Nevada County supervisors on Tuesday tabled a decision to rename a Rough and Ready creek that one resident said was offensive.
Supervisor Hank Weston — whose district includes the creek — had initially wanted to send a letter to U.S. Board on Geographic Names denying its request to change the name of Negro Creek to Butterfly Creek.
On Tuesday, Weston said he preferred to consult with the National Association for the Advancement of Colored People (NAACP) before making a final decision.
The rest of the board agreed.
“Maybe we’re not the best jury of what is and what is not pejorative in this particular case,” said board Chairman Ed Scofield.
The issue was initially raised by Nevada County Assistant Clerk-Recorder Gail Smith, who emphasized she was providing public comment during the special meeting as a private citizen and Rough and Ready resident rather than a county employee.
She told the board that she recently purchased property in Rough and Ready and was disturbed to learn the stream running through her backyard contained an offensive term.
She contacted the U.S. Board on Geographic Names (USBGN) and requested they change the name to “Butterfly Creek,” due to the large amount of butterflies she witnessed in the area.
The argument balanced two schools of thought; the first being that the word “Negro” is pejorative and offensive to black people and should be changed, with the other side maintaining that the name is historically significant and its eradication from county documents and maps amounts to irresponsible historical revisionism.
Board members said they did not want the name changed to “Butterfly Creek” due to the historical significance of “Negro Creek,” but said they would consider a different moniker, if the name proved widely offensive.
Pat Chestnut, with the Searls Historical Library, said the creek known as Negro Creek was published under that name in maps dating back to 1867 and 1895.
“Nevada County was an important part of the California Gold Rush,” Chestnut was quoted as saying in a staff report compiled by Weston. “Many place names were given to streams, valleys and/or mountains based on the miners known to work the areas.
“The name Negro Creek is therefore of historic importance as it is one of the few designations that allude to the importance of the Negro miners in the area. The current efforts of many to eliminate what are called derogatory names in this case would actually cause the efforts of these early miners to be deleted from the historical record of this area.”
Supervisor Ted Owens said he was not in favor of a name change, unless a compelling case was made by the NAACP.
“I am not a fan of revisionism of our history,” he said. “I want to honor the history, but still do the best we can not to offend.
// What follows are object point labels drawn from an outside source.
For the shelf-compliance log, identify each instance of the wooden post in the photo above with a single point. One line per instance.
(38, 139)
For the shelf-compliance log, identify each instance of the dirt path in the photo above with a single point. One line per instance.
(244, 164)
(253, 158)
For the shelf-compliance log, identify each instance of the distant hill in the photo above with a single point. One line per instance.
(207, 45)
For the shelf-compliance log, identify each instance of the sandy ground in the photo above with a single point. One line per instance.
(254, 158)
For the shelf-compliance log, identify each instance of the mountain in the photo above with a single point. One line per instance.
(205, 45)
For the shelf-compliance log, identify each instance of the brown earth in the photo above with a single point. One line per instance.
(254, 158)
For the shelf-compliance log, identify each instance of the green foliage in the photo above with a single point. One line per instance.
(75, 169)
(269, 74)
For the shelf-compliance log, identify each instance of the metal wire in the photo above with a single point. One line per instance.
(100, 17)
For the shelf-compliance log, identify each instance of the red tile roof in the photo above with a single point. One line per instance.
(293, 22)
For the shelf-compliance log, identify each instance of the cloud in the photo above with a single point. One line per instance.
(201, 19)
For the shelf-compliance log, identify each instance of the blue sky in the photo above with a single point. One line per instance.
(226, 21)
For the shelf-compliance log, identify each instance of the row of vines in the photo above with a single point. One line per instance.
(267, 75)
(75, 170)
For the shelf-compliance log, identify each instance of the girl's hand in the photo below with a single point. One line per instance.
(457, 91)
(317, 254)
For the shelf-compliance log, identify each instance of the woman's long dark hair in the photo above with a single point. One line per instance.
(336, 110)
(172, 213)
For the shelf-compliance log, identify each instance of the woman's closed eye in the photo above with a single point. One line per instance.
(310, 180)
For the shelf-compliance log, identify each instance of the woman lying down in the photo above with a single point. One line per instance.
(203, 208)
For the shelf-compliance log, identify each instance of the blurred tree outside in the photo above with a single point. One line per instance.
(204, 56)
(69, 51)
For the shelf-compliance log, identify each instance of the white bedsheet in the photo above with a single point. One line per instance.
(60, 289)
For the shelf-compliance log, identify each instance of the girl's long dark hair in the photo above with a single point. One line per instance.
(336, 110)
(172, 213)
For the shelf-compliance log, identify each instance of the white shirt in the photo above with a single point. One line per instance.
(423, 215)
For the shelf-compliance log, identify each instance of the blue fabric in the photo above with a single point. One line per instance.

For me, Butterfly Creek did not have any association with the history of that creek and the men that toiled along that creek.”
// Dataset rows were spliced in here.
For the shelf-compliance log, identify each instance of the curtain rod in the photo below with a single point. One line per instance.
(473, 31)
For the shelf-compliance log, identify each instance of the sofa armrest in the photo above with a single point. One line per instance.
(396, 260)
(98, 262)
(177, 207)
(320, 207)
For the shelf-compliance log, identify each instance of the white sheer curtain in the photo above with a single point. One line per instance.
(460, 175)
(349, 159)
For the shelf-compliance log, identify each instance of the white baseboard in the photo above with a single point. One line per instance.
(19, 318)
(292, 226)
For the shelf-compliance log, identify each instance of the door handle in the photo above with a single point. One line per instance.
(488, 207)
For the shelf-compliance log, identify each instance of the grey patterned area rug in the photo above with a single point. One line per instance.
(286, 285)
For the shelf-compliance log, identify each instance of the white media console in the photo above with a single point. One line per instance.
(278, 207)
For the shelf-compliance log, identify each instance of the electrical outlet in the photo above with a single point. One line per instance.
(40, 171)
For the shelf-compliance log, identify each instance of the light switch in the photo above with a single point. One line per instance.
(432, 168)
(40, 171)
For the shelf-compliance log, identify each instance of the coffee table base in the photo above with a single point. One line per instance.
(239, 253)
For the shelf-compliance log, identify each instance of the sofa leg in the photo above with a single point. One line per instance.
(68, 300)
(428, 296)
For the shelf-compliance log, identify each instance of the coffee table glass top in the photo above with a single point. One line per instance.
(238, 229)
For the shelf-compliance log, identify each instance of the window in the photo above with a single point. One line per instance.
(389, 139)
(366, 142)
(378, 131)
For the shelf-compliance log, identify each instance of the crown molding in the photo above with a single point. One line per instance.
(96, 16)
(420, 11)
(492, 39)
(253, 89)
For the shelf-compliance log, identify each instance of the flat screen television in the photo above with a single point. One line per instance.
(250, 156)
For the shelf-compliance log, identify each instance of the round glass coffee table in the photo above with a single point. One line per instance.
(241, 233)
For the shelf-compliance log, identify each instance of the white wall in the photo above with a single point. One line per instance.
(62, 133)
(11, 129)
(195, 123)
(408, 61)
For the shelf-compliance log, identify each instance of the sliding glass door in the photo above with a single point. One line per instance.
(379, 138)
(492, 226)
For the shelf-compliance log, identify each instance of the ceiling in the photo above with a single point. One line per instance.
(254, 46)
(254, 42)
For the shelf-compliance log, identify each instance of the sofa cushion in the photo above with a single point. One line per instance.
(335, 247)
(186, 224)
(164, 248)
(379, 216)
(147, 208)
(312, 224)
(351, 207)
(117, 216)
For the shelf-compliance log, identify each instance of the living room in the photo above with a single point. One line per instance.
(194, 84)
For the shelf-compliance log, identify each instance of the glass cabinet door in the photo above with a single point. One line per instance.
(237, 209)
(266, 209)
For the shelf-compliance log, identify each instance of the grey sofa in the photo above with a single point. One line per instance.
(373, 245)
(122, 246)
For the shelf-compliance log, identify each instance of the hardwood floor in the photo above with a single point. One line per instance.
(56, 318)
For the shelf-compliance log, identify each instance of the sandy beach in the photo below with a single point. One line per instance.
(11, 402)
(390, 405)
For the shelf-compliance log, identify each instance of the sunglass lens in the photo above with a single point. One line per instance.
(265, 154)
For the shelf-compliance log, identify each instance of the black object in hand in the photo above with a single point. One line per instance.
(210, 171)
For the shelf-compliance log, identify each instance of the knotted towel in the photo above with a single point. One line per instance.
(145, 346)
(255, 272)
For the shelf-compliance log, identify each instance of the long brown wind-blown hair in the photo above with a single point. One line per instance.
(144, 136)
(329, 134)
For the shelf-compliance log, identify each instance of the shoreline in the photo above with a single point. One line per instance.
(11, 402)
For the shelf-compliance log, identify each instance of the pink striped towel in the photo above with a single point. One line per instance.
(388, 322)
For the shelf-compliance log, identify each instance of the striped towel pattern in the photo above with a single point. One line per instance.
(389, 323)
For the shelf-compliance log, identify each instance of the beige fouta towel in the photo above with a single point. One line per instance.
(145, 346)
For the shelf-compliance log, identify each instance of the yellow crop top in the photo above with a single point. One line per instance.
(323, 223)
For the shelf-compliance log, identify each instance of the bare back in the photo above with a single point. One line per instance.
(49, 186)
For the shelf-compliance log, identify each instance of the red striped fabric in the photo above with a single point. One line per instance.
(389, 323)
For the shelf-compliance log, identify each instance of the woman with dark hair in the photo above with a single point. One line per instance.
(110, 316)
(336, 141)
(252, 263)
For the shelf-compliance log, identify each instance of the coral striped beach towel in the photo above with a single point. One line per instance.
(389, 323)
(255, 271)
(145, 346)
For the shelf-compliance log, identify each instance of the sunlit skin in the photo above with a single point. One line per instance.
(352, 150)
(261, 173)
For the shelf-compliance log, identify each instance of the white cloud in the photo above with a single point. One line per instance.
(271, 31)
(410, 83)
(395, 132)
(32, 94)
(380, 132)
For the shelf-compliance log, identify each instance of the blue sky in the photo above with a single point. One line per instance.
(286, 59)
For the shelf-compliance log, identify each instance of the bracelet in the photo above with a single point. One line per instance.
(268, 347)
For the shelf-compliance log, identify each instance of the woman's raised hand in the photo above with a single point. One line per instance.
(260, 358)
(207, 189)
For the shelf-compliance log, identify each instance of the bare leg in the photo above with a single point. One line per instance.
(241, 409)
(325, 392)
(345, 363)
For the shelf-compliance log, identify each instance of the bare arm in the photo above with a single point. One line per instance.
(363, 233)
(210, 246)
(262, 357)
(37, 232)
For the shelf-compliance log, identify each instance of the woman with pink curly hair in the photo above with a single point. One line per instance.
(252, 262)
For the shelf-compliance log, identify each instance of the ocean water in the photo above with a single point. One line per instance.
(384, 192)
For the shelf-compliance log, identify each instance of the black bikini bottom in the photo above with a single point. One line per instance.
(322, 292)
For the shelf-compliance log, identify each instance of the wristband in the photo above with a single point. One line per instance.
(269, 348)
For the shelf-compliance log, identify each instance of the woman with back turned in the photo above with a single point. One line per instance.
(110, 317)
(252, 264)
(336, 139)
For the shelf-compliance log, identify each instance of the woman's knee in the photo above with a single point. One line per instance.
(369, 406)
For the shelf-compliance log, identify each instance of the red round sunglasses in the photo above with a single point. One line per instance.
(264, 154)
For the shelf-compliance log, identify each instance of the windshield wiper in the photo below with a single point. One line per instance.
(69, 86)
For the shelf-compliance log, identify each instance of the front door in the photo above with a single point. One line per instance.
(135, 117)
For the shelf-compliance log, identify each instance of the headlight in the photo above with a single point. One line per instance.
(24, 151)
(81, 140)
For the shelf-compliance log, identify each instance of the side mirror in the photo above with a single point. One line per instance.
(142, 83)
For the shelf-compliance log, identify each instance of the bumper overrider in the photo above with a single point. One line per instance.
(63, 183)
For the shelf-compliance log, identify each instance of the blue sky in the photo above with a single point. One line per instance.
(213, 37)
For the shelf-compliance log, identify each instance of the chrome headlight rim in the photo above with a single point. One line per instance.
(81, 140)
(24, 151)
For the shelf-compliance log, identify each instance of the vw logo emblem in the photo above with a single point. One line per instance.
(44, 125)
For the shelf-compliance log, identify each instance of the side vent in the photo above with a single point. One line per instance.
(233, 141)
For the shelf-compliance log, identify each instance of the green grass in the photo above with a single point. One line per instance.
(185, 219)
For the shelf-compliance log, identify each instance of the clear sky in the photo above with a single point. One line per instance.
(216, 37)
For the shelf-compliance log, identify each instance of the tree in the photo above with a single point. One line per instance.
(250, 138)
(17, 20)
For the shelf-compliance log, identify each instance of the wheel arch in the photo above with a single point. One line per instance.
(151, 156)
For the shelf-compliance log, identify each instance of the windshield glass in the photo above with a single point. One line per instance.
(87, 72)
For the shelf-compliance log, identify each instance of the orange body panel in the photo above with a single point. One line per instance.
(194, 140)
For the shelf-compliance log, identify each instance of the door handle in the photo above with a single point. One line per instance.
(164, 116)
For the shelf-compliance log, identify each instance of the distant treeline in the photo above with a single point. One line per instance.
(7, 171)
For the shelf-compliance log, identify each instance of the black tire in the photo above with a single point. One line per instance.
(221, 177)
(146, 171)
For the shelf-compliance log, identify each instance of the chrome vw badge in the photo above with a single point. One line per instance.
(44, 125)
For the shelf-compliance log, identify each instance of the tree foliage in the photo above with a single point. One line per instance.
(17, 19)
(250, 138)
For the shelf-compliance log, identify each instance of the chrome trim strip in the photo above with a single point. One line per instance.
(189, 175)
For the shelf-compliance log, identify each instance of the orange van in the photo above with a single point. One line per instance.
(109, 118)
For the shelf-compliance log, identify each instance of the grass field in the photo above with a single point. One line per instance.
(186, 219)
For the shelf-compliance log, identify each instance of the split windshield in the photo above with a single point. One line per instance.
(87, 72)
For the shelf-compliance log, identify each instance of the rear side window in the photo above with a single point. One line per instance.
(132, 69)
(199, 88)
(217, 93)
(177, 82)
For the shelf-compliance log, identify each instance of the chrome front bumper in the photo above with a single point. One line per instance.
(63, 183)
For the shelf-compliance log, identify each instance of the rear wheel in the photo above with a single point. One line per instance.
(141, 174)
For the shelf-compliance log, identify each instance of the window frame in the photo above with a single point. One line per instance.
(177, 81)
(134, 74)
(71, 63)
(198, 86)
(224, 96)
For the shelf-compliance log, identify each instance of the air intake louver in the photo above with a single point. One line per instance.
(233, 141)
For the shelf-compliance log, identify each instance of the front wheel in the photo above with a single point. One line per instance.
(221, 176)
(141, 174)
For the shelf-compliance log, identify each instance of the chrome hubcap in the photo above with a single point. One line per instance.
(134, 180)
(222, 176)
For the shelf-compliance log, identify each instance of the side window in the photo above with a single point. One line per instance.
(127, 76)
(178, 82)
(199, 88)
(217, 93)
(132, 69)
Weston said the original deadline for submitting a letter to the USBGN regarding the creek name was Nov. 30, but said the deadline could be moved back while the board awaits further comment.
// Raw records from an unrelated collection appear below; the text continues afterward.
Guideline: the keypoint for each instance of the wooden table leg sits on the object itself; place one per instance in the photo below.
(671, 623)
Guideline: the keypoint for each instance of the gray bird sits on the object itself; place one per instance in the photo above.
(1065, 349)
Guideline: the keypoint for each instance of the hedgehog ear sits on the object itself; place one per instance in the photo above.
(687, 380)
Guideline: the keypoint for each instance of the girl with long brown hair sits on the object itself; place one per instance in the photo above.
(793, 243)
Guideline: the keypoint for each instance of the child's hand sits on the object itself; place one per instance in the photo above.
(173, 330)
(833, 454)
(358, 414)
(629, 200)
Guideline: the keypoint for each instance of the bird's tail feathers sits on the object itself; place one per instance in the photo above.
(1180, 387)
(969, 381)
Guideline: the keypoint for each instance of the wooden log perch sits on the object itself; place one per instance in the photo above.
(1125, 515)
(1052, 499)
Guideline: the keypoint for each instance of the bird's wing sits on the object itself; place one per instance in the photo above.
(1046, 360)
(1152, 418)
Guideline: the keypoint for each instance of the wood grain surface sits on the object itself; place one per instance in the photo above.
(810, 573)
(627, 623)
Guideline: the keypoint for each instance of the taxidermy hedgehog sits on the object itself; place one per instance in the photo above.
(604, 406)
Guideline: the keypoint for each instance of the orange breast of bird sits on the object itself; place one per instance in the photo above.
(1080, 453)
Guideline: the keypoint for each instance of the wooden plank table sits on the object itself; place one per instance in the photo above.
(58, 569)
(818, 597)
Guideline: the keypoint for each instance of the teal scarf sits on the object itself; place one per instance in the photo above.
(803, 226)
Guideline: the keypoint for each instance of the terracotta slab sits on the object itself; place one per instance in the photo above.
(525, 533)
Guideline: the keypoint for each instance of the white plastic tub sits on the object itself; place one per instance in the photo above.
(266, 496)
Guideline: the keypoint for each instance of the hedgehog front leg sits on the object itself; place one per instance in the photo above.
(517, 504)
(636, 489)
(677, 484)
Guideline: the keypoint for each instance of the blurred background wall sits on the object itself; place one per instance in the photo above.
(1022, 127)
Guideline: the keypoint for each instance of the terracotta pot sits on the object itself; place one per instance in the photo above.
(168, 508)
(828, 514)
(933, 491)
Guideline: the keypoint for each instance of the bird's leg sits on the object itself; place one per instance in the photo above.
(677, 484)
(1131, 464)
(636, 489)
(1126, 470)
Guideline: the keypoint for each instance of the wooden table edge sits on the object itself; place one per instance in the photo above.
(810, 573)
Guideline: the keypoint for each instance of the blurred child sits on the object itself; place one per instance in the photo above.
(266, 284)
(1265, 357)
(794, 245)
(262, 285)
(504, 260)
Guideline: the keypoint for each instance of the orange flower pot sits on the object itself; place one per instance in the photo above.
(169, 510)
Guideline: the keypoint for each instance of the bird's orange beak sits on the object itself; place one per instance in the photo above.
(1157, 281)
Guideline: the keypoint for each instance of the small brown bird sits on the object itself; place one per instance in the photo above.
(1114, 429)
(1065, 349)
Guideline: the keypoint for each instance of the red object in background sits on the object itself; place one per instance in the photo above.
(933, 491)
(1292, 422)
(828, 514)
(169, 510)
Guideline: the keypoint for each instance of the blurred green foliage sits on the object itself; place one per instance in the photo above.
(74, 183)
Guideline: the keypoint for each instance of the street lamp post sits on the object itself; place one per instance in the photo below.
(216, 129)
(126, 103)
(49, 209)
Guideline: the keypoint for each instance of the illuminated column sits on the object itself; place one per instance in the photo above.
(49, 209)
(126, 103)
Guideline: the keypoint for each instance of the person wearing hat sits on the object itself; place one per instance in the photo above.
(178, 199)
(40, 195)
All board members said they would consider renaming the creek to something more amenable to modern sensitivities, such as “Black Miners Creek”; however, Supervisor Terry Lamphier cautioned that erasing history, especially its more unseemly aspects, in the name of political correctness, leads to forgetfulness and an inclination to repeat mistakes.
Resident Lee Dixon pointed out that there are many geographical names in Nevada County that are named after ethnic groups or nationalities, including names of Native American tribe.
Weston said the board will decide on whether to write a letter to the USBGN opposing the name change or supporting its change to “Black Miners Creek” or a less offensive alternative at its Dec. 6 regular meeting.